Routing and Correctness

  • Always define a Default route in Switch nodes
  • Prefer mutually exclusive branch conditions
  • If conditions overlap, explicitly order branches to reflect intended priority

Rate Limiting and User Experience

  • Configure retries carefully to avoid excessive contact attempts
  • Add a Wait node between telephony calls to prevent multiple calls in short intervals due to misconfiguration

Error Handling

  • Review and configure retry settings for every node
  • Prefer Continue on retry exhaust and implement explicit stop logic via workflow routing where required

Types and Timestamps

  • Keep workflow variable types aligned with the values being produced (notably agent outputs)
  • For timestamp comparisons, enforce the UTC format: %Y-%m-%dT%H:%M:%S.%fZ

Infinite Loop Prevention

An infinite loop occurs when a workflow routes back to a previous node and can repeat indefinitely. In the worst case, this results in high-frequency repeated telephony calls (e.g., calls firing every second).

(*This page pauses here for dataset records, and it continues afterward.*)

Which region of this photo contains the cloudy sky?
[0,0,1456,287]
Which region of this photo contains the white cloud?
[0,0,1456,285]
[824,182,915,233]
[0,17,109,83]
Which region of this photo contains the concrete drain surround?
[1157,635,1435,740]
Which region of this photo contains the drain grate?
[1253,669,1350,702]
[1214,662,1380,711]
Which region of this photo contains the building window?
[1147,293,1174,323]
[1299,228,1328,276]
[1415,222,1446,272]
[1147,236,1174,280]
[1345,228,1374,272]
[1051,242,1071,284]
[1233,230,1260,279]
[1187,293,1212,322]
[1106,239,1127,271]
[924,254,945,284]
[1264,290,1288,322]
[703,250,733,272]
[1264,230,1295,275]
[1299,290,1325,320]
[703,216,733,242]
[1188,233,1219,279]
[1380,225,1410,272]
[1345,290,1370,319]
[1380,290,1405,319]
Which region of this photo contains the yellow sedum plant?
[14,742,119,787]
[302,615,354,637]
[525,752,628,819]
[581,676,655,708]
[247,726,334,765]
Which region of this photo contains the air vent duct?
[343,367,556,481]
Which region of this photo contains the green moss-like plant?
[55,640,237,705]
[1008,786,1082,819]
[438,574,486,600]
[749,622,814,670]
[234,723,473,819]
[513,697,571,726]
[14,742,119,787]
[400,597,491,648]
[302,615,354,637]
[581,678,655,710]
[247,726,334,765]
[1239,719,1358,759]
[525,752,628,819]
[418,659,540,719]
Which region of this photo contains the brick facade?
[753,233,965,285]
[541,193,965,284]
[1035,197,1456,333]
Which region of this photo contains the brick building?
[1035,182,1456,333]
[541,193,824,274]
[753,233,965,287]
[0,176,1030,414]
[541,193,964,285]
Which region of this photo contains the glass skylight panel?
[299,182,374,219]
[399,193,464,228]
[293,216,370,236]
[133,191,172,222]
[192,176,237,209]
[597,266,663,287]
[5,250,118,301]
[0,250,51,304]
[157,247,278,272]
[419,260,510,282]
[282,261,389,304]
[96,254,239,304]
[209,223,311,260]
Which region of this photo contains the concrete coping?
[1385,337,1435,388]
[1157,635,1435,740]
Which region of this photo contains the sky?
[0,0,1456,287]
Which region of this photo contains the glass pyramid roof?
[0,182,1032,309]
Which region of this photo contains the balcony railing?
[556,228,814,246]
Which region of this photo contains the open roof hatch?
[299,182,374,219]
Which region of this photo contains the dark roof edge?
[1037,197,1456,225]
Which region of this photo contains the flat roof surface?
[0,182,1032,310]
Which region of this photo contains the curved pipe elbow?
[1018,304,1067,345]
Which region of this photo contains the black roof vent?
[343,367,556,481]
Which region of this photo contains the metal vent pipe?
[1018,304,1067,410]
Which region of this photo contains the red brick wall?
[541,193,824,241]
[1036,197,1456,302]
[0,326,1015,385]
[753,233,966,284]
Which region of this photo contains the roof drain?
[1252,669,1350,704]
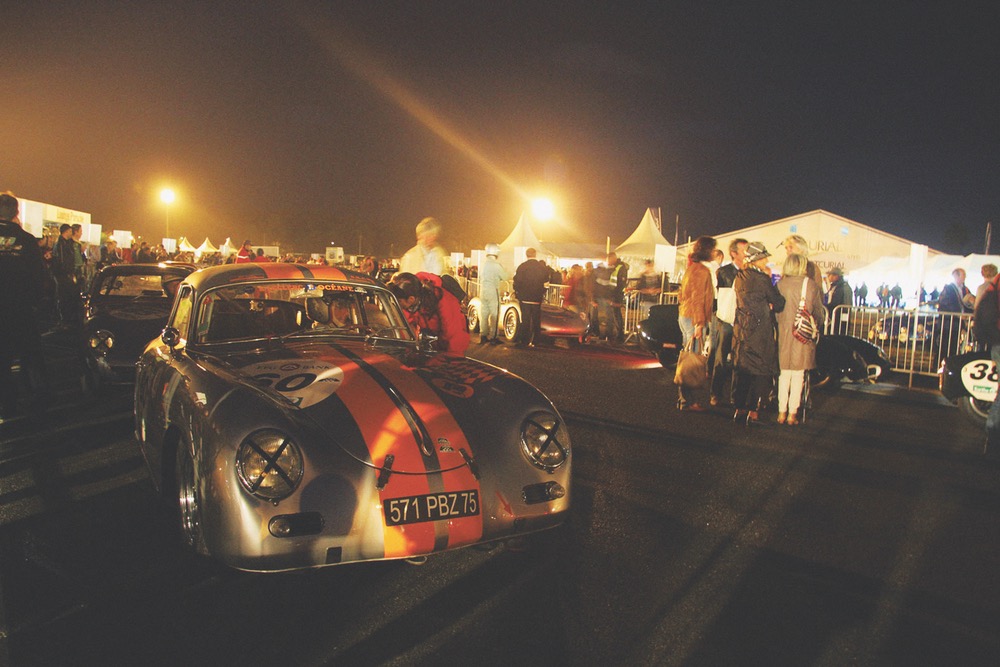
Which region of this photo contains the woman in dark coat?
[733,241,785,424]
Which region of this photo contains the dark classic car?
[84,262,197,383]
[638,304,892,387]
[938,351,997,427]
[135,264,571,571]
[465,297,590,343]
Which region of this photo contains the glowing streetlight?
[160,188,177,238]
[531,197,556,222]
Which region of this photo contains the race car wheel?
[958,396,993,428]
[503,308,521,343]
[174,440,204,553]
[465,304,479,333]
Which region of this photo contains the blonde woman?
[778,253,826,425]
[781,234,823,288]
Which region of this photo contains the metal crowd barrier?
[824,306,976,386]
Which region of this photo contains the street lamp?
[160,188,177,239]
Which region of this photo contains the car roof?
[185,262,381,292]
[98,262,198,278]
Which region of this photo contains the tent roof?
[198,236,219,254]
[500,213,542,251]
[615,208,673,258]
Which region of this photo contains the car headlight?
[236,429,304,503]
[521,412,569,472]
[87,329,115,355]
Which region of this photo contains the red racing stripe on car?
[368,354,483,548]
[312,351,436,558]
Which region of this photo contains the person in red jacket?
[389,272,469,356]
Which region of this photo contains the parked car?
[135,264,572,571]
[938,351,997,428]
[465,297,590,343]
[638,304,892,387]
[84,262,197,384]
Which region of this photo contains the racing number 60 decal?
[241,359,344,408]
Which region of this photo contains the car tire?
[958,396,993,428]
[174,439,205,554]
[465,304,479,333]
[503,308,521,343]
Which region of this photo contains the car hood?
[212,341,530,474]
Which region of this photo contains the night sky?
[0,0,1000,255]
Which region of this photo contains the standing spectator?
[399,218,448,276]
[782,234,823,285]
[479,243,510,345]
[636,259,663,320]
[973,264,997,309]
[889,283,903,308]
[608,253,628,343]
[389,272,469,357]
[708,239,750,405]
[235,239,254,264]
[591,262,614,341]
[514,248,549,347]
[938,269,976,313]
[733,241,785,425]
[0,192,46,419]
[810,266,854,317]
[777,255,826,425]
[677,236,715,412]
[52,224,83,328]
[856,281,868,307]
[135,241,156,264]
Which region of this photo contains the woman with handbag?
[674,236,715,412]
[733,241,785,425]
[778,254,826,425]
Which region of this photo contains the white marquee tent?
[615,208,677,274]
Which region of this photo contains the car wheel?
[958,396,993,428]
[503,308,521,343]
[465,305,479,333]
[656,348,679,368]
[174,440,204,553]
[809,368,840,389]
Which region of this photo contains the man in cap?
[825,266,854,316]
[479,243,510,345]
[0,193,46,419]
[399,218,447,276]
[235,239,254,264]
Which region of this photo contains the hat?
[747,241,771,264]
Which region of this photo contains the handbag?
[674,339,708,389]
[792,278,819,343]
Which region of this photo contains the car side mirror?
[418,331,438,352]
[160,327,181,350]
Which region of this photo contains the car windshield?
[92,273,173,299]
[194,281,413,343]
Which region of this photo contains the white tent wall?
[677,210,940,274]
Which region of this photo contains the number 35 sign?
[962,359,997,401]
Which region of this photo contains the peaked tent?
[615,208,677,273]
[497,213,548,274]
[195,236,219,255]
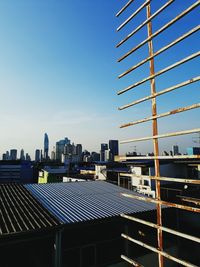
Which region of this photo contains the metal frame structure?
[116,0,200,267]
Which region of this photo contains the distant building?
[51,150,56,160]
[20,149,25,160]
[9,149,17,160]
[44,133,49,159]
[0,160,33,184]
[35,149,41,162]
[100,143,108,161]
[109,140,119,161]
[56,137,70,161]
[172,145,179,156]
[187,147,200,155]
[76,144,83,161]
[104,149,111,162]
[25,153,31,161]
[91,152,100,161]
[2,153,7,160]
[38,166,67,184]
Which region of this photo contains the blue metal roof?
[25,181,155,226]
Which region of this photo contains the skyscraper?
[20,149,25,160]
[44,133,49,159]
[109,140,119,161]
[10,149,17,160]
[56,137,70,161]
[35,149,40,162]
[172,145,179,156]
[100,143,108,161]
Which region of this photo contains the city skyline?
[0,0,200,157]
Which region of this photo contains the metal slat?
[121,214,200,243]
[121,234,198,267]
[120,128,200,144]
[118,0,200,62]
[117,0,151,31]
[116,0,175,47]
[121,255,144,267]
[120,103,200,128]
[122,193,200,213]
[116,155,200,161]
[26,181,155,223]
[118,76,200,110]
[119,173,200,184]
[117,51,200,95]
[118,25,200,79]
[116,0,135,17]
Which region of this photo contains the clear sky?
[0,0,200,158]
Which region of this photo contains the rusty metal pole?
[146,3,164,267]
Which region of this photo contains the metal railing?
[116,0,200,267]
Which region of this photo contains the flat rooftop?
[0,184,60,238]
[25,181,156,224]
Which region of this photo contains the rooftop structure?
[25,181,155,224]
[0,184,60,238]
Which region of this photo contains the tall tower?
[109,140,119,161]
[44,133,49,159]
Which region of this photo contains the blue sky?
[0,0,200,158]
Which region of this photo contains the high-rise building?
[91,152,100,161]
[10,149,17,160]
[109,140,119,161]
[20,149,25,160]
[172,145,179,156]
[6,151,10,160]
[56,137,70,161]
[76,144,83,161]
[26,153,31,161]
[35,149,41,162]
[44,133,49,159]
[100,143,108,161]
[51,146,56,160]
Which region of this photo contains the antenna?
[192,132,200,147]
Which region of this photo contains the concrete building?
[172,145,179,156]
[187,147,200,155]
[38,166,67,184]
[20,149,25,160]
[0,160,33,183]
[100,143,108,161]
[9,149,17,160]
[56,137,70,161]
[35,149,41,162]
[43,133,49,160]
[109,140,119,161]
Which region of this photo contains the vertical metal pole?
[54,230,62,267]
[146,3,164,267]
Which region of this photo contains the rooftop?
[0,184,60,237]
[25,181,155,224]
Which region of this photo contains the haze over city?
[0,0,200,156]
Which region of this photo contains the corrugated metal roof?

High-Risk Loop Configurations

The following patterns must be avoided to prevent runaway call loops.
This is the most common cause of high-frequency repeated calls. If the Default path (or any branch) routes back to a Telephony node, a Wait node is required before the Telephony node.
Switch nodes must not contain incomplete conditions such as:
  • Variable not selected / missing variable input
  • Comparisons where the left-hand side becomes null (e.g., null == busy, null == no_answer)
This class of misconfiguration can prevent intended branches from matching and cause execution to fall through to Default, which may route back into a retry loop.Observed incident: A Switch node condition was saved without selecting connectivity_status, creating an invalid comparison that did not correctly match busy/no-answer cases. Execution fell to the Default branch which routed back to Telephony without a Wait.

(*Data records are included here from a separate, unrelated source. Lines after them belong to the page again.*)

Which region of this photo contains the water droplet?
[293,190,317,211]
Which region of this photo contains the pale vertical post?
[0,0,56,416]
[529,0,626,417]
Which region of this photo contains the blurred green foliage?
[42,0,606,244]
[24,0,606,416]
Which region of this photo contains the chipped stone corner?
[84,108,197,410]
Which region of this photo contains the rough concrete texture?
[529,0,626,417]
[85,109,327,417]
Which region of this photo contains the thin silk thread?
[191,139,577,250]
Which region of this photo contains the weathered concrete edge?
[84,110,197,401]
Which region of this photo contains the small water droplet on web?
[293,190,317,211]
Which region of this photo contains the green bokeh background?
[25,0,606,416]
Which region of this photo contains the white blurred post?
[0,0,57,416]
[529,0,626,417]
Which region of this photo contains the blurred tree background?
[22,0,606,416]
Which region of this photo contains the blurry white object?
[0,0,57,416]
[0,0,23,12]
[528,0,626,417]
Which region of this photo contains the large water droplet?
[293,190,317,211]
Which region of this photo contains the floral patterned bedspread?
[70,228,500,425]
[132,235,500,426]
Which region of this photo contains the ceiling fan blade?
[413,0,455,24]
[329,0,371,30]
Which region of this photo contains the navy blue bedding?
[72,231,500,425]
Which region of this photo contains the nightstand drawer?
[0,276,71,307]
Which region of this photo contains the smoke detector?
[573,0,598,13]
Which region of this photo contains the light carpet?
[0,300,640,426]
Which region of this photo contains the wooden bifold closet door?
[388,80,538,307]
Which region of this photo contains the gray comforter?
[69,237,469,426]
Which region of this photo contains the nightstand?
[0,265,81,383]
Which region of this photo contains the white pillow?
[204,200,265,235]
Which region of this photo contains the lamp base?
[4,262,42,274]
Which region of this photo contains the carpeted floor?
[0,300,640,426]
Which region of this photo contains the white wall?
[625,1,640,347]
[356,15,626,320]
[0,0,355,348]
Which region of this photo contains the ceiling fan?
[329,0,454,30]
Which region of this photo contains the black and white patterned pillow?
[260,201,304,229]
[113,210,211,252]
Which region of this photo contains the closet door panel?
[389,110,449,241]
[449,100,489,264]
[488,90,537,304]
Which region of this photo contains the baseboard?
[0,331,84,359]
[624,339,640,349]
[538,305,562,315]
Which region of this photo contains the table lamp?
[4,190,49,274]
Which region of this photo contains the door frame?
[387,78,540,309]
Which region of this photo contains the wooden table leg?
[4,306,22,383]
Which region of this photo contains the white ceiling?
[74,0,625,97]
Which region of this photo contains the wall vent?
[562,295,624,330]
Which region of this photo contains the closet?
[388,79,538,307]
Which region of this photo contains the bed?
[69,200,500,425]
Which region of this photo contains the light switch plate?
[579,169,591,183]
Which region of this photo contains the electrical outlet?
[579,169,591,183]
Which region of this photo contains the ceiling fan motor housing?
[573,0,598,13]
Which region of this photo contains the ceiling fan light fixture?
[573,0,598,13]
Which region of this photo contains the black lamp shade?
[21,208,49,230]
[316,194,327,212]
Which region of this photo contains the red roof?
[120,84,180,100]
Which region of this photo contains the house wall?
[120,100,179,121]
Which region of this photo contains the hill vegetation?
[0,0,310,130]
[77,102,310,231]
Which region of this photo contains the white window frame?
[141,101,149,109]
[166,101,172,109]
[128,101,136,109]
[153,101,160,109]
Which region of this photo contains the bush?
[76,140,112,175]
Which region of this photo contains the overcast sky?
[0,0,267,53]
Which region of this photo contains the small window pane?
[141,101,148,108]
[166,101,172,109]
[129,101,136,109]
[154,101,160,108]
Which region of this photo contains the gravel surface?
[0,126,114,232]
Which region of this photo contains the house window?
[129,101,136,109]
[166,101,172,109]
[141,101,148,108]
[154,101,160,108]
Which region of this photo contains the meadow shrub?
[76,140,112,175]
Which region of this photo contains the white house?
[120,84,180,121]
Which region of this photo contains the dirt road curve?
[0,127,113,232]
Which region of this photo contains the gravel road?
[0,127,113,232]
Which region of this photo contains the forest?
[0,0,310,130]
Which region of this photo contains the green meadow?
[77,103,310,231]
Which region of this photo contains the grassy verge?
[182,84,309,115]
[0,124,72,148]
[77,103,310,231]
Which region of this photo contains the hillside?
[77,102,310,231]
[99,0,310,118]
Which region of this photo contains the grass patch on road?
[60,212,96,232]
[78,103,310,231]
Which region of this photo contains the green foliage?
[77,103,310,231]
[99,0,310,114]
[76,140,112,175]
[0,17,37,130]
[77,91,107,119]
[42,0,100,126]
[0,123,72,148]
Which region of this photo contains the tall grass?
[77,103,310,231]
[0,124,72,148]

Workflow Loop Alerts (Slack)

Automated loop-risk notifications are posted in #workflow-loop-alerts.

What Triggers an Alert

Alerts fire when the system detects loop-like patterns such as high call frequency for a workflow run (e.g., ”≥ 3 calls in 20 minutes”). Alerts typically include:
  • workflow_run_id
  • org_id
  • count
  • reason

Response Procedure

When an alert appears in #workflow-loop-alerts:
1

Containment

  • If repeated calls are ongoing: Pause the workflow campaign immediately
  • If impact is severe or continuing: Cancel the campaign
2

Identify the Loop Path

Find the repeating node sequence. Look specifically for:
  • Missing Wait nodes in retry loops
  • Always-true or invalid conditions (including null comparisons)
  • Empty or incomplete branches
3

Prevent Repeat Impact

  • Use the recovery feature (launching soon) to filter out affected users and restart with a corrected workflow version
  • Commit a new workflow version and run a new campaign against the committed version

Common Bugs and How to Fix Them

1. High-frequency repeated calls caused by Default routing back to Telephony

Symptom: Multiple calls to the same user in seconds or minutes. Root causes:
  • Default branch (or a fallback branch) routes back to Telephony
  • No Wait node exists between Switch and Telephony
Prevention: Default must not route back to Telephony without a Wait.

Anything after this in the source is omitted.